Former Iowa governor and current US Secretary of Agriculture Tom Vilsack is the first official to publicly recognize this problem in a recent speech when he warned Iowa there’d be “hell to pay” if water quality issues aren’t addressed soon.

(4) We’re dealing with a problem that’s bigger than nitrates in drinking water (although it gets most of the press). Our problem is bigger than the other nutrients blamed for the Gulf dead zone. Our water also has pathogens — often enough to limit recreational opportunities — silt and even pharmaceuticals, but the problem is even bigger ... even bigger than the insufficient way we look after our precious soils. Our water quality issues are the tip of the proverbial iceberg. Our real problem is we haven’t learned how to look after our resources and assets.

This is a holdover from the time when there was always “more” over the next ridge, in the next hole, in the next frontier. We’ve run out of unexplored areas and undiscovered resources, but our attitudes haven’t caught up. Many resources can no longer be for the “owner” to exploit and plunder. They are needed for the common good. That’s certainly the case with water. The first step to change is recognizing there is a problem. The second is understanding it’s much easier to change rules than attitudes. (There’s an irony here that may be part of the problem. When it comes to natural, usable water, we have an embarrassment of riches. Much of the world — even a few miles west of the Missouri — can’t comprehend our problem because they can’t imagine having excess water.)
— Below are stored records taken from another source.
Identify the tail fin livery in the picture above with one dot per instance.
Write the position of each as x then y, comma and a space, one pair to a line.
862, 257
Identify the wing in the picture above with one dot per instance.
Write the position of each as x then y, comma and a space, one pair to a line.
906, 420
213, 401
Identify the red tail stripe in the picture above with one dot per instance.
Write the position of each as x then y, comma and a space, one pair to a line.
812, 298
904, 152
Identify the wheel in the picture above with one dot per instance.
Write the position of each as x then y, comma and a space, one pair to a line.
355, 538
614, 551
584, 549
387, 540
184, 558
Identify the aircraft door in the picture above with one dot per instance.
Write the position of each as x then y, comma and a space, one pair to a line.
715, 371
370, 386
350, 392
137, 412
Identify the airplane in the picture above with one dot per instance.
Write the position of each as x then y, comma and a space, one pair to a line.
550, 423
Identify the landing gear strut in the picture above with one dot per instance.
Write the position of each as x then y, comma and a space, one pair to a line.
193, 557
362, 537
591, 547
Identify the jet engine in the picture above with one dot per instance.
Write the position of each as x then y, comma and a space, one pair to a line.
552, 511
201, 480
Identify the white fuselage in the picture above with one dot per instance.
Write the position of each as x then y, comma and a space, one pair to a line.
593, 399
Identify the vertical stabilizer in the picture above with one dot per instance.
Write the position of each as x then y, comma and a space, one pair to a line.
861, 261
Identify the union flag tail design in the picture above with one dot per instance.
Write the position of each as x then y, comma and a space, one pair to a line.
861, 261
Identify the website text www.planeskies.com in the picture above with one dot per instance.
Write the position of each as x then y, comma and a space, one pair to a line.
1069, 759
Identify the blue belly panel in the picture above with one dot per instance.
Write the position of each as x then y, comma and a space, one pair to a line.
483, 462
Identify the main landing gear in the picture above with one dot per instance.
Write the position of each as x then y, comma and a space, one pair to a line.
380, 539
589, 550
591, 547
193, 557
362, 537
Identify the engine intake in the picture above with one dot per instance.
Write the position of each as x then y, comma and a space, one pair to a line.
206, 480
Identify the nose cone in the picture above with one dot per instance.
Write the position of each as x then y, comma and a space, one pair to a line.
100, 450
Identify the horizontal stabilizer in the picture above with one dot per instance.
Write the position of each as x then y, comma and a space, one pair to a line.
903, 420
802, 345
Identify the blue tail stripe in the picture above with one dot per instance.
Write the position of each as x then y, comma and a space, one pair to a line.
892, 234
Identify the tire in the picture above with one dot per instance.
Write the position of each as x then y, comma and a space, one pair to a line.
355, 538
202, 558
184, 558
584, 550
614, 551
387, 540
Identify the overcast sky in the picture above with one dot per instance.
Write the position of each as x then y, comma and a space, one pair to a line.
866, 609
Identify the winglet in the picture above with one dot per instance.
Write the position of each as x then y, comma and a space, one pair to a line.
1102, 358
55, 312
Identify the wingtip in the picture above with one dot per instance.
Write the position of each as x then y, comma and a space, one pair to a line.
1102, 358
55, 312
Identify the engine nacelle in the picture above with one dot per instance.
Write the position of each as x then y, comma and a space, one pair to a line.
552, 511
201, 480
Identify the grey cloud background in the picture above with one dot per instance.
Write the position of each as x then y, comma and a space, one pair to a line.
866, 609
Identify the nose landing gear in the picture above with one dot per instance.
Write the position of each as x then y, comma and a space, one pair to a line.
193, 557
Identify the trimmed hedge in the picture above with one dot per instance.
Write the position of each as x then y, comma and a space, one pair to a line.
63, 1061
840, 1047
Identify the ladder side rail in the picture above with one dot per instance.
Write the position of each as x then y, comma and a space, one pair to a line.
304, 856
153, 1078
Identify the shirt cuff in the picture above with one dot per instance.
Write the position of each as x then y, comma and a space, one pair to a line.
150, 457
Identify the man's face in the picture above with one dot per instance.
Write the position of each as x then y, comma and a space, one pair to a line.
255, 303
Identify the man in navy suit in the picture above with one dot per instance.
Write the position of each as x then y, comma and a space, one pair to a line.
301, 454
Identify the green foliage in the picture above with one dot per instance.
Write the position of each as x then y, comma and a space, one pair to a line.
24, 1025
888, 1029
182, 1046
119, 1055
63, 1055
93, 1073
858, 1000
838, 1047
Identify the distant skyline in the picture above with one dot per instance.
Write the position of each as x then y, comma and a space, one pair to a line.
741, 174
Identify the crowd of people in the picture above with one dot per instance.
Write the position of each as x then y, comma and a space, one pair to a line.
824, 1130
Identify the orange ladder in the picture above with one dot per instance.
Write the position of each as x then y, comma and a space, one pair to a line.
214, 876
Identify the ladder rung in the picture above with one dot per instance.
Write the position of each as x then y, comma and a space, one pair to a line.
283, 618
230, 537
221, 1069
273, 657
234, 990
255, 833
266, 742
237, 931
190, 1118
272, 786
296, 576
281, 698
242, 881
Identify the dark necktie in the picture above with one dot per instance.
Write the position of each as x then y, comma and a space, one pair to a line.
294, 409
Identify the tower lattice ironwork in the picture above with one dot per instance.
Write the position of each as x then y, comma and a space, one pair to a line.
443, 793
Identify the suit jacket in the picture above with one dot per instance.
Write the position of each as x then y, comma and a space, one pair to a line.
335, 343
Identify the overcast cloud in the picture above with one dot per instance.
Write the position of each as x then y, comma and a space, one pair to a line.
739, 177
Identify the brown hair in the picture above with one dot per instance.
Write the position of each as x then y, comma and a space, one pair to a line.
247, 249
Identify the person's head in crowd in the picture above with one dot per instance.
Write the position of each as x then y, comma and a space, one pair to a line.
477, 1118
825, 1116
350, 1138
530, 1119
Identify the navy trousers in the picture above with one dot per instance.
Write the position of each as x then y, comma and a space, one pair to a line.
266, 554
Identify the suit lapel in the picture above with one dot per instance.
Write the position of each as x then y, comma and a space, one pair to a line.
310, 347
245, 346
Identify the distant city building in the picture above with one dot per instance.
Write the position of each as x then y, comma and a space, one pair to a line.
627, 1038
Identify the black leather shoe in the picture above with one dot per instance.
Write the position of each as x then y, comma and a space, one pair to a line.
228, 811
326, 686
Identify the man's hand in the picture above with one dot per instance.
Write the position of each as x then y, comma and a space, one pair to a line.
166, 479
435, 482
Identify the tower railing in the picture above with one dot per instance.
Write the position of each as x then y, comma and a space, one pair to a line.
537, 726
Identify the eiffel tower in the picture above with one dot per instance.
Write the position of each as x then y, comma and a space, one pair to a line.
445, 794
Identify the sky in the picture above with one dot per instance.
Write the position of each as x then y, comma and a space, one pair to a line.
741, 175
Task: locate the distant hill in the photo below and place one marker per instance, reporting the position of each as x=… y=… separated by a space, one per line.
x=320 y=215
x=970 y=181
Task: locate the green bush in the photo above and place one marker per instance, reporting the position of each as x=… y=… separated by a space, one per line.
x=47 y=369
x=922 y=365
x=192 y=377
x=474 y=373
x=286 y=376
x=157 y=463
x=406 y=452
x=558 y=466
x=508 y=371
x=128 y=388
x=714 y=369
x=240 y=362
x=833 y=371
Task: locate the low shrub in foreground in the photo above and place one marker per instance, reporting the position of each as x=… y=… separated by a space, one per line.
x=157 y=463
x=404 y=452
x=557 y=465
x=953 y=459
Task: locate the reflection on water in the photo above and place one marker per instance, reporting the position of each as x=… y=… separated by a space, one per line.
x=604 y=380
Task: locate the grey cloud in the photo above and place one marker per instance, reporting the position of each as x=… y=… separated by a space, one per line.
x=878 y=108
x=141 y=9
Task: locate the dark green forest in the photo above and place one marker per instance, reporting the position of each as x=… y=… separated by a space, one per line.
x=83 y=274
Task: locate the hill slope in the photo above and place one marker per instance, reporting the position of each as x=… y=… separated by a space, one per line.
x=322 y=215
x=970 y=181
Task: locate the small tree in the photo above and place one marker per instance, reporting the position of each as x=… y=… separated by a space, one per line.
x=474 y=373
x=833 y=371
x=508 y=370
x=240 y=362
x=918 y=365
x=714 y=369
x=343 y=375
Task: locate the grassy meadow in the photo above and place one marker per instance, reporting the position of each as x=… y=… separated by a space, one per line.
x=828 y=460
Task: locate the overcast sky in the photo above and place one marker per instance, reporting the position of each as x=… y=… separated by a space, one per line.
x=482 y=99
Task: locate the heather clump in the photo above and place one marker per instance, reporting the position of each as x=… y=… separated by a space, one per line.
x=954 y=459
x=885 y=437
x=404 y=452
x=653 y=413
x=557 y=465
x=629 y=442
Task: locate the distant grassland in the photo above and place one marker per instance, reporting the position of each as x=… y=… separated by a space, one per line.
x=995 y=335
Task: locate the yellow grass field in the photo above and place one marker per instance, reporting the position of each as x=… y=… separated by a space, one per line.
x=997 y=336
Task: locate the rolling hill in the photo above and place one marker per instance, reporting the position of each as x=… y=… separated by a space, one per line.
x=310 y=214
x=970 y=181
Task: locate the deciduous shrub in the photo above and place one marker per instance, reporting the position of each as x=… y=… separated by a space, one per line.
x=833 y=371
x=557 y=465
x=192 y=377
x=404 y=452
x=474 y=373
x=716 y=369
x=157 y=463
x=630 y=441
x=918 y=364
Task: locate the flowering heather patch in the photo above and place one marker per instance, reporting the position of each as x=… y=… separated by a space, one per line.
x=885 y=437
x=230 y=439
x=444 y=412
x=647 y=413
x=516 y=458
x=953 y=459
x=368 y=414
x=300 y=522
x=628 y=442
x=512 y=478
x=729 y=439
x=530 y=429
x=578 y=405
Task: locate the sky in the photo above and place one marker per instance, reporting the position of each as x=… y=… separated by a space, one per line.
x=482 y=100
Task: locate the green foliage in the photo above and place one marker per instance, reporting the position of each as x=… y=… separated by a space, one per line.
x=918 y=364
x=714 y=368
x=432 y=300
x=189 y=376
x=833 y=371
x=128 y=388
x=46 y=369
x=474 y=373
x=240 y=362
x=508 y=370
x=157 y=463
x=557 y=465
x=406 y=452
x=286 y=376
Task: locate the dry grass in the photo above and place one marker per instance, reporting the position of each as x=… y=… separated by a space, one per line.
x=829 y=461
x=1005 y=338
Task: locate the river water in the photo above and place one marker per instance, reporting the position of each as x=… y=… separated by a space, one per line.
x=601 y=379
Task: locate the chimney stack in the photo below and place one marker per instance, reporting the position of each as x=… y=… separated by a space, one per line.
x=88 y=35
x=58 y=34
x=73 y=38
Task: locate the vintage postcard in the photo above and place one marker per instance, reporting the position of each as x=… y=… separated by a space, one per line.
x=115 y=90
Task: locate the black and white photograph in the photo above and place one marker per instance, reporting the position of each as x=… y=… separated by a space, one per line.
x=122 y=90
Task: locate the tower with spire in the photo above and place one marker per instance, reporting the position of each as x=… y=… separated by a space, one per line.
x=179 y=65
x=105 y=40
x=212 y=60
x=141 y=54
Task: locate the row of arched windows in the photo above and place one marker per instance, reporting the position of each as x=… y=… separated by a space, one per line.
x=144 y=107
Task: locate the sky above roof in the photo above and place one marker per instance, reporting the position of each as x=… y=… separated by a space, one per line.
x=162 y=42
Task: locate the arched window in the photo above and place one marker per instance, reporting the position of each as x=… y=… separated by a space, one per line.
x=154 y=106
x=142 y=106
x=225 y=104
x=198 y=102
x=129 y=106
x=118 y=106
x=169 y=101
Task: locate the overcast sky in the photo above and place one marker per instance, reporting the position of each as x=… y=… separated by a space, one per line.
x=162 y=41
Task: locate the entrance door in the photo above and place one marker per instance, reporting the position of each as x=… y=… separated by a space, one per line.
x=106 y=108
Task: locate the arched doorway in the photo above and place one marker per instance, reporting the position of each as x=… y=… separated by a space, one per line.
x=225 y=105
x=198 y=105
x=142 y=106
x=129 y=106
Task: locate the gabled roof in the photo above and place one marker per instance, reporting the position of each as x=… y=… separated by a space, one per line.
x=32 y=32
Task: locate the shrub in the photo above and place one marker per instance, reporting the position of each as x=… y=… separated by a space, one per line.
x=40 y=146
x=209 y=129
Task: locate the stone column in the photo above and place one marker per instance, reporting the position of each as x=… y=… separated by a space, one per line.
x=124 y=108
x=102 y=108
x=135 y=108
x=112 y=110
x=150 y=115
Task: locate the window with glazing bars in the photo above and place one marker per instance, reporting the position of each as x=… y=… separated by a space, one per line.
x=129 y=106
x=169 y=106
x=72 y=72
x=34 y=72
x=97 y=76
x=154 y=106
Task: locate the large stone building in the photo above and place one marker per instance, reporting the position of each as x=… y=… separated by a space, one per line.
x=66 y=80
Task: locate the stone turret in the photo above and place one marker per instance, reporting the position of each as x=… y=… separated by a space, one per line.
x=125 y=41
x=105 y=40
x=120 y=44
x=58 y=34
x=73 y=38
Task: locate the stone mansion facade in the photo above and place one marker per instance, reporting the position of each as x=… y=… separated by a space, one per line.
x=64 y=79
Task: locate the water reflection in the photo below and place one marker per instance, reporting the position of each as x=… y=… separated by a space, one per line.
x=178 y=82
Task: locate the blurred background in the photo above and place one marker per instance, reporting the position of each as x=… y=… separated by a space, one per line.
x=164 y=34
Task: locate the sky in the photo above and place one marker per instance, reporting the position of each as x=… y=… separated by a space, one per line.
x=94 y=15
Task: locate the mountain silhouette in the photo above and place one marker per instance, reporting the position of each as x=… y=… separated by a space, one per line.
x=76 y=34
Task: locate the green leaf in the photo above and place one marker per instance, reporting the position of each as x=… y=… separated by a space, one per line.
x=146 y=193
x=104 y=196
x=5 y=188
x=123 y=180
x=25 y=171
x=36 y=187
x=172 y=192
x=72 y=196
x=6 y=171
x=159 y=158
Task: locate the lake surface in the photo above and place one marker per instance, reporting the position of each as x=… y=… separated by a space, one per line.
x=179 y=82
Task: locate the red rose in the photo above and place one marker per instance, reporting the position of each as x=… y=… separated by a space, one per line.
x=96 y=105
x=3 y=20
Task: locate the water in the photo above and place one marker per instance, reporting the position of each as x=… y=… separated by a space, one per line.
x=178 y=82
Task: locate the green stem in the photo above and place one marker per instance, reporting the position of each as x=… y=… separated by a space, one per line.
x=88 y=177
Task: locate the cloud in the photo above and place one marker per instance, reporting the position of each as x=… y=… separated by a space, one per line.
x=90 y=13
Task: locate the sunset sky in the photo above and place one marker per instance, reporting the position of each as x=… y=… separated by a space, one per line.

(5) The one I fear is true: we’re not going to make progress on water quality or soil conservation as long as we insist on full-throttle ag production. I know we’re being told we have to feed a gazillion more people by 2000 something. It’s a noble idea, but a mirage. If we bankrupt our soil and water feeding more mouths now, that just means more will suffer when we do exceed our ability to produce more. This has been the history of civilizations for more than 10,000 years.

Adopting a production-is-all-that-matters mentality means things like soil erosion and water pollution become acceptable. That is not viable. We’ve built a farming system that demands maximized production. And that’s the real problem. We’ve created structural impediments that guarantee trouble. From the farm bill to the tax code to the reliance on a couple crops, to the way our farms are set up, our agriculture demands all-out production. How do we change a structural problem? Not easily, unfortunately. The first step is to acknowledge that the problem is man-made and can be corrected. The problem with structural aspects of any business is they are — well, structural. Poured in concrete. Set in stone. Changing them is expensive, takes time and is generally quite painful.

The one aspect of Iowa’s water quality not mentioned so far is the “voluntary” approach taken in the nutrient reduction guidelines. “Voluntary” isn’t a few volunteering to change so others can continue their existing practices. Voluntary means we all determine what steps we can take, and in what order, and then carry through. Much vexation is being made about government dictating how we farm. We still have time to head off regulations, but not enough for more delays. We need to acknowledge we have problems with our current farming methods, and we’re the only ones who can fix them. We can only make a difference together.

• John Gilbert farms and dairies with other family members in Hardin County along Southfork, a tributary of the Iowa River.